Presse

 Sophie Loizeau, Le Roman de Diane

In et ex utero

Romain Verger   

Ce Roman de Diane s’inscrit dans le prolongement direct des précédents recueils. Annoncé dans La Femme lit («j’en userai dans un roman jusqu’à l’accoutumance»), et rédigé conjointement à Caudal, il est de mon point de vue et en dépit de sa brièveté, le texte le plus abouti de Sophie Loizeau, celui qui donne de son univers la vision la plus cohérente, la plus touchante aussi. Peut-être parce que son questionnement sur le genre en vue d’une refonte sexuée de la langue tendant vers sa féminisation se déplace quelque peu de la langue vers l’image. Ce que l’obsession finissait par ériger en système dans Caudal se voit magnifiquement dépassé en une ode au principe féminin éprouvé dans sa plénitude grâce à l’expérience de la maternité. En ce sens, et contrairement à ce qu’annonce la quatrième de couverture, il s’agit moins d’une «féminisation radicale et systématique de la langue à travers une révision du mythe de Diane» que d’une féminisation radicale de l’expérience d’être au monde. Recueil dédié à sa fille, Le roman de Diane déroule le fil d’une double gestation, rendue indissociable, de l’enfant et du livre à venir. C’est le journal d’un repli créateur et géniteur, le récit fragmentaire d’un voyage autour de la chambre et du ventre. On peine d’ailleurs à distinguer le dehors du dedans, l’utérus de la chambre. L’espace domestique prend des couleurs sanguines, se met à pulser sous les vibrations du soleil frappant les rideaux ou la peau. Des «passes» de lumière se faufilent à travers la «fente du velux» comme une invitation au viol, à la lecture.
En se repliant sur elle-même, sur l’autre qui pousse obscurément en elle, la femme redéfinit son ancrage pour éprouver pleinement l’éclosion de sa maternité, ausculter toutes les phases de son dédoublement :

«la psychanalyse nous dit que nous devons nous tenir à quelque chose pour ne pas devenir folles, nous désigne le sexe viril. elle faudrait repenser cela l’ancrage (la poignée) et l’errance. / qui erre. l’homme cherche à toute force à s’enraciner dans le corps de la femme. mon enracinement en moi.»

L’homme s’en voit dès lors exclu, devenu accessoire, objet de fantasme que Diane convoque et répudie à l’envi lorsqu’elle en a joui.
Le poème devient poche dévolue aux échanges et à l’avènement d’une identité symbiotique. Diane est une et double à la fois, mère et fille, petite Diane en miroir de la grande, femme-gigogne simultanément contenant et contenu, porteuse et portée. À l’immersion fœtale de la petite répondent les bains de la grande ou ses alitements :

«mussée dans le lit comme dans une poche diane dort en fœtus avec son fœtus au fond
elle doit ressentir mon excitation, pendant que j’écris en percevoir quelque chose par le cordon ombilical. de légères décharges adrénaline courent  le long du cordon».

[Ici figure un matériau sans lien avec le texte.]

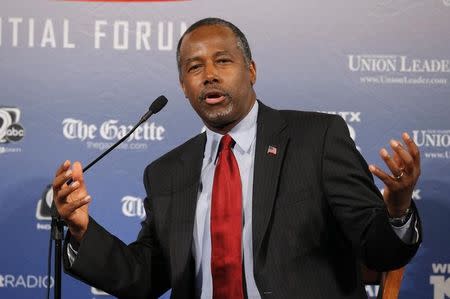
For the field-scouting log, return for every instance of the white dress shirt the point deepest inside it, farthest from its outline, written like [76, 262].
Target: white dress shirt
[244, 134]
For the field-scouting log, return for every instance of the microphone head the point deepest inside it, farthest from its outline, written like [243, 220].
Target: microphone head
[158, 104]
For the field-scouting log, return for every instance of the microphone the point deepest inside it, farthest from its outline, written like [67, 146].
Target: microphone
[155, 107]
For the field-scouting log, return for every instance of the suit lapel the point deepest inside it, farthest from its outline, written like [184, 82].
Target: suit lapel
[185, 180]
[271, 143]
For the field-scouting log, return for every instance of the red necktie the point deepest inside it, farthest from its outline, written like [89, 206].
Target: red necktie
[226, 225]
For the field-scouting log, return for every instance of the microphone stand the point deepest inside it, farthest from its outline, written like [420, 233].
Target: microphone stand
[57, 224]
[57, 234]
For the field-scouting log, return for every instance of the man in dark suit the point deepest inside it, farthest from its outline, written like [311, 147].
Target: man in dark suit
[310, 210]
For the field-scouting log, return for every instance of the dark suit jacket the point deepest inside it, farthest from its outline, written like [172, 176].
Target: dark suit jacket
[316, 214]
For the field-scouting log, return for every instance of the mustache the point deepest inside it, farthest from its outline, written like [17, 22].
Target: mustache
[212, 89]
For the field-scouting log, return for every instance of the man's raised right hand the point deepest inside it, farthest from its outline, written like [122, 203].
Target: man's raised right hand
[72, 201]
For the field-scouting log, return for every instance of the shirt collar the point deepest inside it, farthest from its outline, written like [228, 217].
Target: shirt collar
[244, 134]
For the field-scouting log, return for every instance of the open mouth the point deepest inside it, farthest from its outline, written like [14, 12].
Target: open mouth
[214, 97]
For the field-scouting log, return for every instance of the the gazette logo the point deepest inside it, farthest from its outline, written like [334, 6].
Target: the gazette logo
[351, 118]
[102, 136]
[27, 281]
[399, 69]
[440, 280]
[434, 144]
[133, 207]
[11, 131]
[372, 291]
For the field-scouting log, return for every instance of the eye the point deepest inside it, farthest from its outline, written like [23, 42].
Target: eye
[223, 60]
[194, 67]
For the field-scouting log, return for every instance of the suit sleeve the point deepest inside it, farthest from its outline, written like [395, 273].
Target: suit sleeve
[137, 270]
[357, 203]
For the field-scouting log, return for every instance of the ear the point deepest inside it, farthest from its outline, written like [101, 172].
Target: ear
[183, 87]
[252, 69]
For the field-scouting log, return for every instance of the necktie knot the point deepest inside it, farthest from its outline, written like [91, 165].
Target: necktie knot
[226, 142]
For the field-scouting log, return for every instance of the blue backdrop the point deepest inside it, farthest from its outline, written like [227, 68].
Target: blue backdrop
[75, 75]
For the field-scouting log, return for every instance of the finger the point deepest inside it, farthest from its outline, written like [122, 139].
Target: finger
[62, 168]
[77, 172]
[393, 167]
[63, 193]
[412, 148]
[407, 160]
[74, 205]
[383, 176]
[59, 180]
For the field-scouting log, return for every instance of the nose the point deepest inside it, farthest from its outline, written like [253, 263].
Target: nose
[211, 74]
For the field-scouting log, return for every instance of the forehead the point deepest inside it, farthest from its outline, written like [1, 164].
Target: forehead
[208, 38]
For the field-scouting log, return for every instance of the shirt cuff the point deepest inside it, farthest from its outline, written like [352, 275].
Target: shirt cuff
[408, 233]
[71, 254]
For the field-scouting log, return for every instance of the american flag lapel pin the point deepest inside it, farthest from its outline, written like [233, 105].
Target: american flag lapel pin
[272, 150]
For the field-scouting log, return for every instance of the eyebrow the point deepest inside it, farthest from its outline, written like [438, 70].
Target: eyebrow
[195, 58]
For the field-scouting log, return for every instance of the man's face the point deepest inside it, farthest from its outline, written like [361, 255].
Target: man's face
[215, 77]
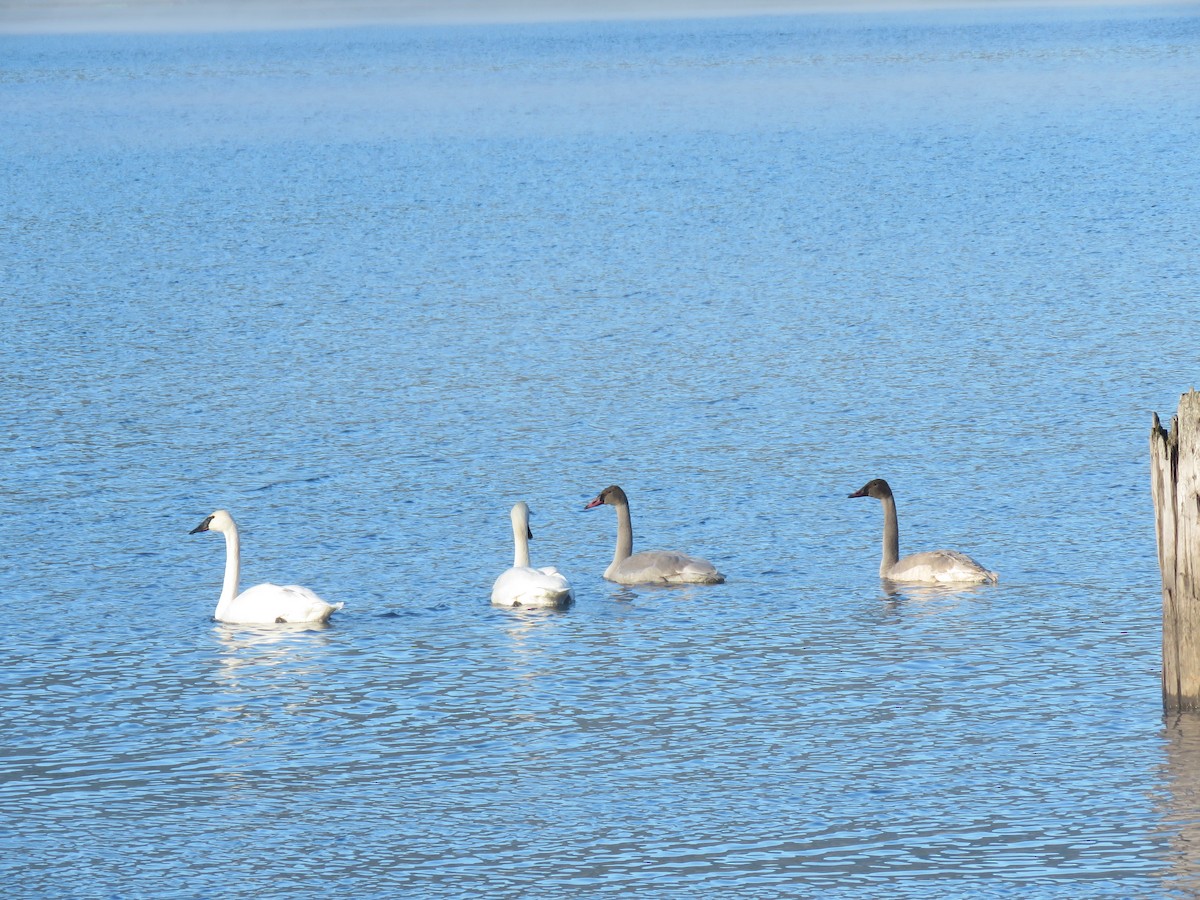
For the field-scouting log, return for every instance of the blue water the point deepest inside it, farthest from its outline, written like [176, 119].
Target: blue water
[366, 288]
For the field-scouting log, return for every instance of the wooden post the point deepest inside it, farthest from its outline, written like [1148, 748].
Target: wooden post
[1175, 485]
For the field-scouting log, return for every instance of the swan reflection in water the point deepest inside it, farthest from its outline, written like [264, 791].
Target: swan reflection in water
[253, 655]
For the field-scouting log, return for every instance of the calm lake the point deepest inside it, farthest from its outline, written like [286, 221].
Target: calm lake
[366, 288]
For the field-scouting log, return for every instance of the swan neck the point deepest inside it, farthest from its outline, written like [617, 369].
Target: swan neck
[624, 534]
[233, 570]
[521, 541]
[891, 535]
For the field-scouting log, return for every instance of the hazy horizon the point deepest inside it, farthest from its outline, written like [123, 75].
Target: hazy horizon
[83, 16]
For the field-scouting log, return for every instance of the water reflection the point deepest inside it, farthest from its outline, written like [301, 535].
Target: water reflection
[267, 646]
[1181, 804]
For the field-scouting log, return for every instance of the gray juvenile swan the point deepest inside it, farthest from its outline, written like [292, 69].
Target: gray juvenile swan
[651, 567]
[929, 568]
[262, 604]
[522, 585]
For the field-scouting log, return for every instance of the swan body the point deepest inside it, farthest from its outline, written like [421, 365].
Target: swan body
[262, 604]
[651, 567]
[522, 585]
[935, 567]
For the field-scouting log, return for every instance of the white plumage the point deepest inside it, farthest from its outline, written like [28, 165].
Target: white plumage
[522, 585]
[262, 604]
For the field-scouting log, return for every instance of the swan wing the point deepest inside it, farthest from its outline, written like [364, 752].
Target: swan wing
[940, 567]
[665, 567]
[271, 604]
[523, 586]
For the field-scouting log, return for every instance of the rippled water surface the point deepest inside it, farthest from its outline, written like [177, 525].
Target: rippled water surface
[367, 288]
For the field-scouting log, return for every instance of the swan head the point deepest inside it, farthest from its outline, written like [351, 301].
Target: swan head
[219, 521]
[612, 496]
[877, 487]
[521, 519]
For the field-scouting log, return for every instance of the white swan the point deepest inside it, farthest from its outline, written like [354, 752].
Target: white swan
[651, 567]
[262, 604]
[929, 568]
[523, 585]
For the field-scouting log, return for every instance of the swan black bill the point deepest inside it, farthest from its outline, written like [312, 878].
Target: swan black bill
[202, 527]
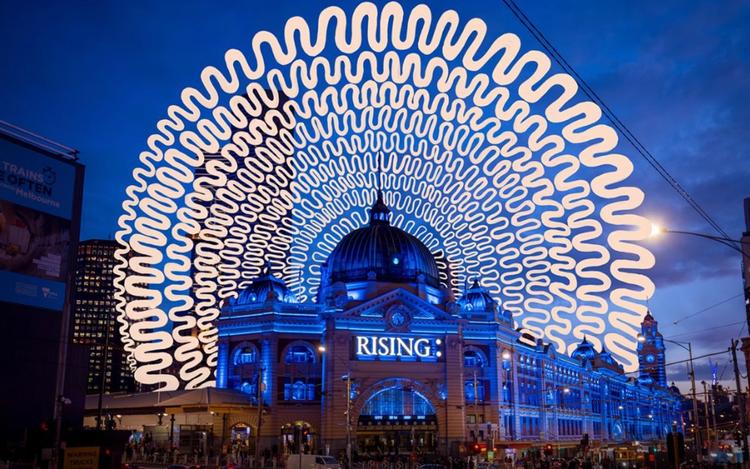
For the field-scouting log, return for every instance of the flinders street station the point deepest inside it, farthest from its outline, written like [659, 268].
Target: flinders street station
[386, 362]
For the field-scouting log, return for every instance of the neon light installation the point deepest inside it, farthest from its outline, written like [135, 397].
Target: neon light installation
[275, 156]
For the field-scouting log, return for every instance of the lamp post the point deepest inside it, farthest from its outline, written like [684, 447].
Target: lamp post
[733, 244]
[348, 379]
[689, 347]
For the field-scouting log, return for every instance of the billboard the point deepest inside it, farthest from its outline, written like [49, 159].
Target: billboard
[37, 209]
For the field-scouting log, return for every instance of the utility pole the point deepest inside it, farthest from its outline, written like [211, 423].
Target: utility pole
[705, 408]
[349, 420]
[696, 427]
[740, 403]
[259, 393]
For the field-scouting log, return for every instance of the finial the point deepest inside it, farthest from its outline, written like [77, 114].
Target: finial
[379, 174]
[379, 211]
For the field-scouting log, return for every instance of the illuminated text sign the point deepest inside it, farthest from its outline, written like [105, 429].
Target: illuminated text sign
[374, 347]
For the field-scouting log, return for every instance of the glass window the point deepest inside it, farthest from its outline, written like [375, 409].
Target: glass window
[245, 355]
[299, 353]
[474, 359]
[469, 391]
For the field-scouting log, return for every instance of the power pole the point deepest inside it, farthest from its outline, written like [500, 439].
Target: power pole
[740, 403]
[705, 409]
[349, 420]
[259, 394]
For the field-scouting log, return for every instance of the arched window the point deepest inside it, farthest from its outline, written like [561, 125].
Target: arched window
[247, 388]
[299, 391]
[300, 352]
[472, 394]
[398, 401]
[474, 358]
[245, 354]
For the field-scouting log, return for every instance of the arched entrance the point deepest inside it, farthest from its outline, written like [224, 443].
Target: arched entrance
[297, 437]
[242, 439]
[397, 418]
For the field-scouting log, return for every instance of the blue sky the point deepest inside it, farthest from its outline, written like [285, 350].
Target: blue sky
[97, 76]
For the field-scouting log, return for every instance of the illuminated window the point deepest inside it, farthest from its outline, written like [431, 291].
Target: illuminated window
[245, 355]
[398, 401]
[299, 353]
[474, 358]
[470, 393]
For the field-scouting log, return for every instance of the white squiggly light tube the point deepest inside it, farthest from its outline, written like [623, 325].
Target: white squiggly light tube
[275, 157]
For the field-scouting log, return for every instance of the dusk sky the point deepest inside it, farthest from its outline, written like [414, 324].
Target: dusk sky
[97, 76]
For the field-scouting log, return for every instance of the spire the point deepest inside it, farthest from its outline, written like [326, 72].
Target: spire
[267, 268]
[379, 211]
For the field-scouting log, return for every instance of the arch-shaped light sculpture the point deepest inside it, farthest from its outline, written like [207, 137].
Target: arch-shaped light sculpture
[489, 158]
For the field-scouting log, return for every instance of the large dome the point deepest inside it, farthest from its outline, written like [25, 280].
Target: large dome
[381, 252]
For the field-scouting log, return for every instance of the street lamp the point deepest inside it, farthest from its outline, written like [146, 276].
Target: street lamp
[657, 230]
[689, 347]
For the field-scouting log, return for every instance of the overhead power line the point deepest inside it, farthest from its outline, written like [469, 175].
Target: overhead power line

L’auteure nous fait régresser le temps d’une lecture jusqu’à cette «vie larvaire et pulsatile» où voix et fluides s’entremêlent :

«zéro délimite ex et nouveau monde : moins six mois avant sa naissance elle urine, en moi et secrète, l’ivoire de ses dents. est gradué le moins en moins profond jusqu’à la surface. l’expulsion établit la chronologie positive.»

Dans ce processus de double gestation, la lecture tient une place centrale. Peut-être même compense-t-elle l’éviction des figures masculines en devenant, dans l’espace du lit où elle se pratique («Le point de départ de mes us est ce vieux temps vieil espace du lit 140-190»), une expérience érotique et «panique» à part entière :

«j’avais joui d’Ewers au lit j’étais la proie des hallucinations du pré sommeil»

«[ma langue] frémit à l’intérieur de ma bouche fermée ; une gesticulation minime de la pointe qui n’est pas d’origine nerveuse. son muscle en l’air dans le vide de la bouche bande aussi longtemps que dure la lecture.»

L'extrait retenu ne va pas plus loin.